I’m writing most of my own tools in go. Sometime ago I found a tool called goreleaser which automates the release process of software written in go.

goreleaser is pretty well documented, therefore this is just a quick overview how I use it. It will do the following things for you:

  • Generate a changelog with the latest commit since the last release.
  • Build artifacts for different architectures (Linux/Mac/Windows).
  • Create a GitHub/GitLab release and attach changelog and artifacts.

Initial setup

  1. Install goreleaser on your machine. (Check out the official docs here) I went with the go install github.com/goreleaser/goreleaser@latest method.

  2. Run goreleaser init to get a default .goreleaser.yml which is used to configure goreleaser.

  3. Adjust the configuration.

before:
  hooks:
    - go mod tidy
builds:
  - env:
      - CGO_ENABLED=0
    goos:
      - linux
      - windows
      - darwin
archives:
  - replacements:
      darwin: Darwin
      linux: Linux
      windows: Windows
      amd64: x86_64
checksum:
  name_template: 'checksums.txt'
snapshot:
  name_template: "{{ .Tag }}-next"
changelog:
  sort: asc
  filters:
    exclude:
      - '^docs:'
      - '^test:'

I used this configuration to release go-jump.

Release via CI

To simplify the release process even more you can run gorelease on GitHub Actions or GitLab CI. This is an example for GitHub Actions.
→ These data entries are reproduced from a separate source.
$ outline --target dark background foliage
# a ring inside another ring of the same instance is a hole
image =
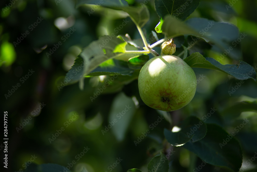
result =
[[[231,4],[231,7],[226,7],[232,1],[235,3]],[[6,4],[10,3],[13,5],[8,9]],[[71,0],[4,1],[1,3],[0,101],[2,113],[7,111],[8,114],[8,168],[6,171],[25,170],[34,155],[37,158],[33,162],[38,164],[53,163],[66,167],[74,161],[71,169],[74,172],[81,171],[83,168],[89,172],[127,171],[133,168],[145,171],[154,156],[170,147],[163,134],[164,128],[171,129],[169,113],[144,104],[139,95],[136,79],[129,80],[120,76],[124,79],[110,83],[109,86],[93,101],[90,97],[102,88],[101,78],[98,77],[86,78],[83,90],[78,83],[61,86],[76,57],[92,41],[113,33],[116,35],[127,33],[133,39],[140,38],[127,14],[99,7],[89,16],[88,11],[93,11],[95,6],[83,5],[76,8],[75,2]],[[131,1],[129,3],[140,6],[140,3],[145,4],[150,12],[150,20],[143,31],[147,38],[151,37],[159,18],[153,1]],[[202,17],[236,26],[240,33],[247,35],[236,47],[241,52],[240,60],[256,70],[256,1],[203,0],[188,18]],[[42,19],[39,22],[40,18]],[[127,23],[117,29],[124,20]],[[34,28],[31,25],[37,20]],[[66,38],[64,36],[72,28],[74,31]],[[25,34],[26,32],[29,34]],[[162,34],[157,35],[160,39],[164,37]],[[180,44],[187,46],[192,37],[177,38],[180,43],[175,42],[178,52],[176,55],[183,50]],[[58,42],[61,43],[59,46]],[[227,57],[219,60],[220,53],[210,50],[210,46],[201,40],[189,50],[189,54],[199,52],[222,64],[238,63]],[[155,49],[160,52],[159,47]],[[235,133],[235,138],[243,150],[243,165],[247,167],[245,170],[254,171],[257,160],[249,166],[246,162],[257,151],[257,84],[252,79],[240,80],[220,71],[194,69],[199,80],[195,95],[186,106],[169,113],[173,121],[178,124],[190,116],[201,119],[211,108],[217,109],[206,122],[217,124],[228,133]],[[28,75],[30,70],[34,71],[31,76]],[[12,91],[14,89],[16,90]],[[254,103],[246,107],[236,104],[243,101]],[[45,105],[40,110],[43,104]],[[103,135],[102,131],[111,123],[114,116],[129,104],[131,109]],[[162,115],[165,119],[155,123]],[[249,122],[237,132],[235,127],[246,118]],[[64,130],[50,141],[52,135],[62,127]],[[134,141],[147,130],[150,133],[135,145]],[[0,152],[3,158],[2,140]],[[76,156],[85,147],[90,149],[79,159]],[[182,146],[176,150],[170,159],[170,171],[189,171],[202,163]],[[120,158],[123,160],[113,168],[111,166]],[[203,168],[203,171],[227,171],[209,165]]]

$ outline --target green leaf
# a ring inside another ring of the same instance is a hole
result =
[[[83,76],[85,67],[83,59],[79,55],[75,60],[71,68],[66,74],[64,80],[68,81],[69,84],[77,82]]]
[[[110,59],[101,63],[86,77],[113,75],[117,73],[122,75],[131,76],[134,71],[128,67],[126,62]]]
[[[24,171],[24,172],[59,172],[64,170],[70,172],[65,167],[55,164],[44,164],[38,165],[32,163]]]
[[[217,125],[207,124],[207,126],[203,138],[194,143],[189,142],[183,146],[207,163],[238,171],[243,159],[238,141]]]
[[[167,15],[184,20],[194,12],[200,0],[155,0],[156,12],[162,18]]]
[[[197,7],[200,0],[155,0],[156,12],[160,18],[160,22],[155,27],[158,33],[162,33],[163,20],[167,15],[184,20]],[[176,25],[174,25],[176,26]]]
[[[149,171],[168,172],[169,161],[162,153],[154,157],[148,164],[147,168]]]
[[[165,137],[173,146],[181,146],[191,139],[193,142],[199,141],[204,137],[207,132],[206,124],[192,116],[183,121],[180,128],[181,130],[176,132],[164,129]]]
[[[213,45],[222,54],[227,52],[228,55],[236,60],[241,58],[241,53],[235,48],[237,45],[235,41],[238,38],[239,32],[238,29],[234,25],[203,18],[190,19],[182,22],[168,17],[164,20],[162,30],[168,37],[181,35],[195,35],[198,39],[202,38]]]
[[[194,53],[184,60],[191,67],[218,70],[233,76],[238,79],[252,78],[256,80],[256,73],[250,65],[242,61],[239,64],[221,64],[212,58],[205,58],[198,52]]]
[[[128,4],[125,0],[77,0],[76,7],[85,4],[100,5],[106,7],[114,8],[128,6]],[[102,3],[101,2],[102,2]],[[94,12],[91,11],[92,12]]]
[[[82,77],[87,75],[102,63],[125,54],[124,52],[126,45],[126,43],[121,39],[110,36],[105,36],[98,40],[93,41],[79,55],[79,58],[66,75],[66,79],[68,79],[67,80],[69,83],[74,83],[79,80],[81,83],[83,83]],[[139,54],[126,54],[126,55],[128,59]],[[82,67],[83,69],[81,70],[81,69]],[[127,70],[126,71],[122,74],[127,74]],[[128,72],[130,72],[130,70]],[[98,73],[97,75],[100,74]],[[71,76],[74,78],[70,81],[69,77],[70,79]]]
[[[135,24],[141,28],[145,25],[150,18],[149,11],[145,5],[142,7],[129,7],[121,9],[127,12]]]
[[[128,61],[128,64],[130,69],[140,69],[149,60],[149,56],[143,54],[130,59]]]
[[[142,171],[137,168],[133,168],[128,170],[127,172],[142,172]]]
[[[257,101],[239,102],[227,108],[221,113],[224,116],[230,116],[235,118],[239,116],[243,112],[257,112]]]
[[[108,124],[112,126],[111,130],[117,140],[122,141],[132,119],[135,107],[131,97],[123,92],[118,94],[112,103]]]

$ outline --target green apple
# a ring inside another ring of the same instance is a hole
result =
[[[194,72],[176,56],[163,55],[149,60],[138,77],[139,94],[143,101],[154,109],[177,110],[188,104],[196,88]]]

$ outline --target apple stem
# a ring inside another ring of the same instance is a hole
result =
[[[157,42],[156,42],[155,43],[154,43],[153,44],[152,44],[151,45],[149,46],[149,48],[154,48],[156,46],[158,45],[161,44],[163,42],[165,41],[166,40],[165,38],[163,38],[162,39],[160,40],[159,40]]]
[[[147,43],[147,41],[146,41],[146,39],[145,38],[145,37],[144,35],[144,33],[143,32],[143,31],[142,30],[142,29],[140,27],[137,25],[137,24],[136,24],[136,27],[137,28],[137,30],[138,30],[138,31],[139,32],[139,34],[140,34],[140,36],[141,36],[141,37],[142,38],[142,39],[143,40],[143,42],[144,42],[144,45],[145,47],[147,48],[148,48],[148,43]]]
[[[140,53],[144,54],[147,53],[149,54],[151,52],[150,50],[139,50],[138,51],[133,51],[133,50],[125,50],[125,53],[127,54],[132,54],[133,53]]]

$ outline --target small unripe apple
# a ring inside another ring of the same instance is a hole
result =
[[[192,68],[181,59],[163,55],[151,59],[142,68],[138,88],[146,105],[171,111],[184,107],[193,99],[196,77]]]

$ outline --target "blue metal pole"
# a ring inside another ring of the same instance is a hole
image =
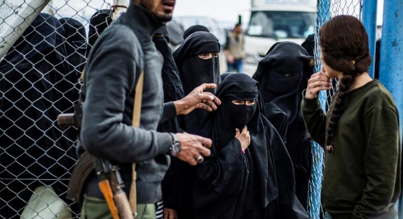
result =
[[[369,67],[369,75],[374,77],[375,70],[375,43],[376,40],[376,6],[377,0],[364,0],[362,4],[362,22],[367,30],[369,44],[369,53],[372,62]]]
[[[318,0],[317,13],[316,14],[316,34],[315,37],[315,71],[320,70],[321,63],[318,45],[318,32],[319,29],[328,20],[330,19],[331,0]],[[321,92],[319,94],[321,104],[324,111],[326,108],[326,94]],[[312,143],[312,172],[309,185],[309,198],[308,210],[310,218],[319,219],[321,216],[321,206],[320,204],[320,194],[322,188],[323,178],[322,170],[323,167],[323,149],[316,143]]]
[[[403,131],[403,0],[384,3],[380,80],[390,92],[399,111],[400,139]],[[399,200],[400,218],[403,199]]]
Store it as .github/workflows/release.yaml in your repository root.

name: goreleaser

on:
  push:
    tags:
      - '*'

jobs:
  goreleaser:
    runs-on: ubuntu-latest
    steps:
      - name: Checkout
        uses: actions/checkout@v2
        with:
          fetch-depth: 0
      - name: Set up Go
        uses: actions/setup-go@v2
        with:
          go-version: 1.16
      - name: Run GoReleaser
        uses: goreleaser/goreleaser-action@v2
        with:
          version: latest
          args: release --rm-dist
        env:
          GITHUB_TOKEN: ${{ secrets.GITHUB_TOKEN }}

Then create a new git tag and push it:

git tag -a v0.1.0 -m "My release"
git push origin v0.1.0

Conclusion

I really like how easy gorelease is to use and it removes a repetitive task from my release process. The documentation is perfect and the defaults are sane (the example above are more or less exactly the defaults!). So I’m going to add goreleaser to all of my projects!